The LCD or liquid crystal display projection technology sends light from a lamp through a prism that separates light into red, green, and blue components of video signal.  As light passes through the panel, pixels can be opened or closed to allow light to pass through or to block the light. 

DLP

The DLP projector, developed by Texas Instruments, creates an image with microscopic mirrors laid out in a matrix on a semiconductor chip, called a digital micromirror device.  Each mirror represents one or mirror pixels of the projected image.  The light valves uses rotating color wheels to modulate color.  With fewer DMDs and slower operating speeds, a rainbow is visible when people move their eyes.

An important consideration to make when dealing with projection is the relationship between the source of the projection and the screen or surface onto which the imagery is projected.

Virtual Retinal Display

The virtual retinal display is a developing display technology that places a raster image directly onto the retina of the eye.  The user sees the screenless display floating in front of them.    
This technology removes defects of eye’s optical system and problems with the display environment.

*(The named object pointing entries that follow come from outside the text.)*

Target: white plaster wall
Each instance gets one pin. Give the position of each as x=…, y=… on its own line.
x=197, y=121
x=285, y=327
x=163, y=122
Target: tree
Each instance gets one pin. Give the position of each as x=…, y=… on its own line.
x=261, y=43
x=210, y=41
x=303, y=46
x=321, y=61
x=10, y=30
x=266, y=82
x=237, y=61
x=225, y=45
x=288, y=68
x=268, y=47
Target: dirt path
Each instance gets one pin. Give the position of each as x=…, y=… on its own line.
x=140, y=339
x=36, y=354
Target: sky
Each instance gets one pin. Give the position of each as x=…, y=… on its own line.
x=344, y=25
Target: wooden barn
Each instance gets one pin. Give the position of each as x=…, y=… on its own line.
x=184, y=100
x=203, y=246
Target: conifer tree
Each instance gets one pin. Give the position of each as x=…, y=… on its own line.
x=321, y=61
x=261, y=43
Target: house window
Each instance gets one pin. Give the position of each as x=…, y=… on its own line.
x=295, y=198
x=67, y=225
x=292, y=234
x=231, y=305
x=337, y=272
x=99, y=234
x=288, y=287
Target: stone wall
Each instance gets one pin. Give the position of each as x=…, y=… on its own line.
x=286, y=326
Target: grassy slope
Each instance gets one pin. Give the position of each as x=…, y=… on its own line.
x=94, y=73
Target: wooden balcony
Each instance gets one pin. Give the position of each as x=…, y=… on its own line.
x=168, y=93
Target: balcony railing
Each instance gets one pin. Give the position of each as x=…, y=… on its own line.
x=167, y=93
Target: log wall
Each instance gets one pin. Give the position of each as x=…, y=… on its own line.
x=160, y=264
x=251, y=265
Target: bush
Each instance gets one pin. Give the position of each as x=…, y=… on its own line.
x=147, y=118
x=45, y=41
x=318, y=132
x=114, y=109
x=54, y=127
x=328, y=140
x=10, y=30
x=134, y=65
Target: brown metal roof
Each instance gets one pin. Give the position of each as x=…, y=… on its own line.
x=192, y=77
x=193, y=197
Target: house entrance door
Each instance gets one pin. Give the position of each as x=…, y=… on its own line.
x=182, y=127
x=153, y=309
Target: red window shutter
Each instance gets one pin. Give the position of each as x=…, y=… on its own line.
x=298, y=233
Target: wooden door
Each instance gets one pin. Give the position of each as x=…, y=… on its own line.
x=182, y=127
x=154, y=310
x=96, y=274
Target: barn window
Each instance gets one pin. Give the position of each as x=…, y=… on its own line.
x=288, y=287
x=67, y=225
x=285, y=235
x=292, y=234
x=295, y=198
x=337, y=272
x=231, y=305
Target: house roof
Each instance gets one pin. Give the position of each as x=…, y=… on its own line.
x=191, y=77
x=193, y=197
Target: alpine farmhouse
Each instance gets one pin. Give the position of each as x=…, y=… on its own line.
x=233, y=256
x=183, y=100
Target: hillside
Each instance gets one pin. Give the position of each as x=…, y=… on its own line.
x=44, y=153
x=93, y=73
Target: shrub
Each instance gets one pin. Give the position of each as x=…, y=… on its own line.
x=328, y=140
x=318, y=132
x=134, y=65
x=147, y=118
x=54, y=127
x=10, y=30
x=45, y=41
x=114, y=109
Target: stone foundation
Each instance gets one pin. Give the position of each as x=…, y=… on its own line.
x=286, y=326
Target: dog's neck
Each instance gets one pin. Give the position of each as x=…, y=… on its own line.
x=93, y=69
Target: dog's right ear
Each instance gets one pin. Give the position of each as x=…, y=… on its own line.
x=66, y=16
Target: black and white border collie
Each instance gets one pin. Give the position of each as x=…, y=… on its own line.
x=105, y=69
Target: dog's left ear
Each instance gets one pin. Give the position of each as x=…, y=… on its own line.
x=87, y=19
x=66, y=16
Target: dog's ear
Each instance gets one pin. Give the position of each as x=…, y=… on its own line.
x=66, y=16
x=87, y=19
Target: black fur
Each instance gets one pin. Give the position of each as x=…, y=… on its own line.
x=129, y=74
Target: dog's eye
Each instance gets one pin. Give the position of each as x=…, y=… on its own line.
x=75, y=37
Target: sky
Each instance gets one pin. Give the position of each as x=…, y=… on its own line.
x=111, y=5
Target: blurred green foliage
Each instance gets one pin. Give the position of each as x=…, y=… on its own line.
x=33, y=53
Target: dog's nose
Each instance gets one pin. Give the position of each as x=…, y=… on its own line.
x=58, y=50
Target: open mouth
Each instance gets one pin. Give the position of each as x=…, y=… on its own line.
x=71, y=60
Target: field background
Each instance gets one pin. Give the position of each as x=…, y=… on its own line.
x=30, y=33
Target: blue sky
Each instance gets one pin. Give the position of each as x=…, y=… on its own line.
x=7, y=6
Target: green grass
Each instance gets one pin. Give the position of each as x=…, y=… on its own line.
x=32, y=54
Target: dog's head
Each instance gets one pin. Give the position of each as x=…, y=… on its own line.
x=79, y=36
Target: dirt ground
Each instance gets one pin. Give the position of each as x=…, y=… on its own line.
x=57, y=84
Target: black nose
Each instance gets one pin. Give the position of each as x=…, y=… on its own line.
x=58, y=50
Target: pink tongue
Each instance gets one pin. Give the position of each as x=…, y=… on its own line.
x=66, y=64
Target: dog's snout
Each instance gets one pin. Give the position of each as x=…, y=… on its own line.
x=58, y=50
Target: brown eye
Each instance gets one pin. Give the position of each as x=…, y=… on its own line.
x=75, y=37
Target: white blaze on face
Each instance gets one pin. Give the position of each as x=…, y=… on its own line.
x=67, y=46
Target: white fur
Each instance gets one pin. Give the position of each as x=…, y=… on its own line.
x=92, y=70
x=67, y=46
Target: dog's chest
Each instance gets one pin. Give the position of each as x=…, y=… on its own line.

This technology is being developed as a display system for military, entertainment (cell phone display screens, video games, cameras), and medical (vision-impaired) purposes. 
VRDs are much smaller than conventional display screens but require some sort of optical instrument like sunglasses or a helmet.

Essentially, it allowsfor screenless projection, which significantly changes the way in which users interact with projection technology.